MIAMI — Shark Tank investor and venture capitalist Kevin O'Leary today called for a national effort to build "unfathomably massive" AI data centers, suggesting that if it means re-routing major fresh water sources, then so be it. O'Leary, speaking from a yacht anchored somewhere expensive, declared that America's future depends on an "unrestricted, absolute commitment" to compute power, and any environmental concerns are "minor inconveniences" in the face of global technological dominance.
"Look, the Chinese aren't asking permission from a few carp when they build their server farms," O'Leary asserted, his eyes glinting with the cold logic of pure capital. "We need to power these things, and you know what cools a server farm? Water. Lots of it. If that means Lake Superior gets a little… shallower, or we have to reroute a few rivers the way you'd reroute a particularly stubborn dividend, then that's the cost of winning." He added that future generations will thank us for having superior AI, not for "being able to paddle a canoe in a full lake."
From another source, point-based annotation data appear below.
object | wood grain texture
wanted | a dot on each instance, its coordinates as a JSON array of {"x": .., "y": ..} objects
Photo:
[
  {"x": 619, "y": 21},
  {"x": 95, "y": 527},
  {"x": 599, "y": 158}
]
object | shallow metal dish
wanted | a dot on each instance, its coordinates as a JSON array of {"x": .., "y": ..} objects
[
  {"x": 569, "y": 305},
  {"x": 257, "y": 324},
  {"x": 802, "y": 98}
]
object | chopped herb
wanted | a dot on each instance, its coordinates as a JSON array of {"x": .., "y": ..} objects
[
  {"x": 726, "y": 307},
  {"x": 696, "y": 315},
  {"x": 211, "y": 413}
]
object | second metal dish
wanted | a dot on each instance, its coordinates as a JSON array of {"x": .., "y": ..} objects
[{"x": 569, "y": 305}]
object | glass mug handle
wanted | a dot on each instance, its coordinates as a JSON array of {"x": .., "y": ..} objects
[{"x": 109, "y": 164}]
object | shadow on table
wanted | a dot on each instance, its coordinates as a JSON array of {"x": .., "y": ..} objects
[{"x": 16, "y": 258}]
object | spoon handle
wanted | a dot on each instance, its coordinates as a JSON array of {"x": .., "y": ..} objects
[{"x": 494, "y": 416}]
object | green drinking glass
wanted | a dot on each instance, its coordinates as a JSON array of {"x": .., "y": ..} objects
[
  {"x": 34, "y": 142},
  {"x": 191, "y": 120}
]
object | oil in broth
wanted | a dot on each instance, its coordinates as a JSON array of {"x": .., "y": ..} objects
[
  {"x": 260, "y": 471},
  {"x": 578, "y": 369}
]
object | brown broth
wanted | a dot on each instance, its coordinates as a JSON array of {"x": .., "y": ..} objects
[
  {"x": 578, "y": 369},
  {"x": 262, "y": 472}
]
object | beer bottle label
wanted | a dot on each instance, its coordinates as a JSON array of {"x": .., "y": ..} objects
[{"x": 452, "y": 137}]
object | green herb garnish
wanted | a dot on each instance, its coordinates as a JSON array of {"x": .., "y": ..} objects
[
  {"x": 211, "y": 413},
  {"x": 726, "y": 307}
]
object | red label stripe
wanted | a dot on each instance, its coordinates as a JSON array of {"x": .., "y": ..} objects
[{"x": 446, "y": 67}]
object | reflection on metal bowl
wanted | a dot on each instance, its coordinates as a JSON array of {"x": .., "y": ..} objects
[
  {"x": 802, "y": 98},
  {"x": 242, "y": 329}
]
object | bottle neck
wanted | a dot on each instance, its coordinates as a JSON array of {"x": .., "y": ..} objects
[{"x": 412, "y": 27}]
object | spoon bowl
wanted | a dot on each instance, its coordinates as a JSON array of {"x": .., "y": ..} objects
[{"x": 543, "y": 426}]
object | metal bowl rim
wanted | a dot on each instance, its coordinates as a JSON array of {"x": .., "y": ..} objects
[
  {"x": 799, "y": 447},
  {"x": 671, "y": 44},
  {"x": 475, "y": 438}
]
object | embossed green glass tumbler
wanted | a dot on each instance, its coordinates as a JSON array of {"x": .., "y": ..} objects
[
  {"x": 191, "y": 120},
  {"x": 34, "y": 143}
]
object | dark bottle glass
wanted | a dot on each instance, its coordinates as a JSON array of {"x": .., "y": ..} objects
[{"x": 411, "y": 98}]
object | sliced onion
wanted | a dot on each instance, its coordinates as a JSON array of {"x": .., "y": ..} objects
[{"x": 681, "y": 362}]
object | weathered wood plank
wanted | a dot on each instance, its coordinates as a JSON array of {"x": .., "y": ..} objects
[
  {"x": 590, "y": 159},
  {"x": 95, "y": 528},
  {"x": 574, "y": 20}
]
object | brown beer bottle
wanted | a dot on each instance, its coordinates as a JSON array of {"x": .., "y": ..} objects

O'Leary elaborated that the "existential threat" of China out-computing the U.S. renders any discussion of "sustainable water management" or "biodiversity loss" utterly irrelevant. He proposed the establishment of a "National Compute Resource Authority" with eminent domain powers to seize any water rights deemed necessary for AI infrastructure. "These facilities require unprecedented cooling, operating 24/7," O'Leary stated. "The current water allocation models are simply inefficient, designed for a pre-AI economy. We're talking about optimizing a critical national asset, not sacrificing a precious resource. It's a re-prioritization, a strategic re-deployment." He dismissed a hypothetical question about residential water supplies as "socialist propaganda designed to distract from our core mission of crushing the competition."
Environmental groups immediately condemned O'Leary's remarks as "catastrophically short-sighted," but industry analysts were quick to praise his vision. Dr. Sterling 'Chip' Caldwell, a senior fellow at the Institute for Aspirational Proximity Studies, lauded O'Leary for "cutting through the green noise." "Frankly," Dr. Caldwell stated in a leaked memo, "the cost-benefit analysis is clear. A few parched regional towns are a small price to pay for AGI. We can just pipe in bottled water for them. Or, you know, they can relocate to designated 'Water-Optimized AI Support Zones' where their needs can be managed more efficiently." The Institute’s proprietary models project a 17.3% increase in national GDP for every major freshwater body fully repurposed for AI cooling.
O'Leary also suggested that states currently "hoarding" water resources — particularly those in the Great Lakes region — should be incentivized, or if necessary, compelled to release these assets for the national AI imperative. "This isn't about charity," O'Leary concluded, polishing his expensive watch with a smug grin. "This is about market dominance. If we have to choose between a few trillion-dollar AI models and an intact ecosystem for some freshwater mussels, the decision is obvious. Get it done, or you're out. You're dead to me. Now, where's my martini?"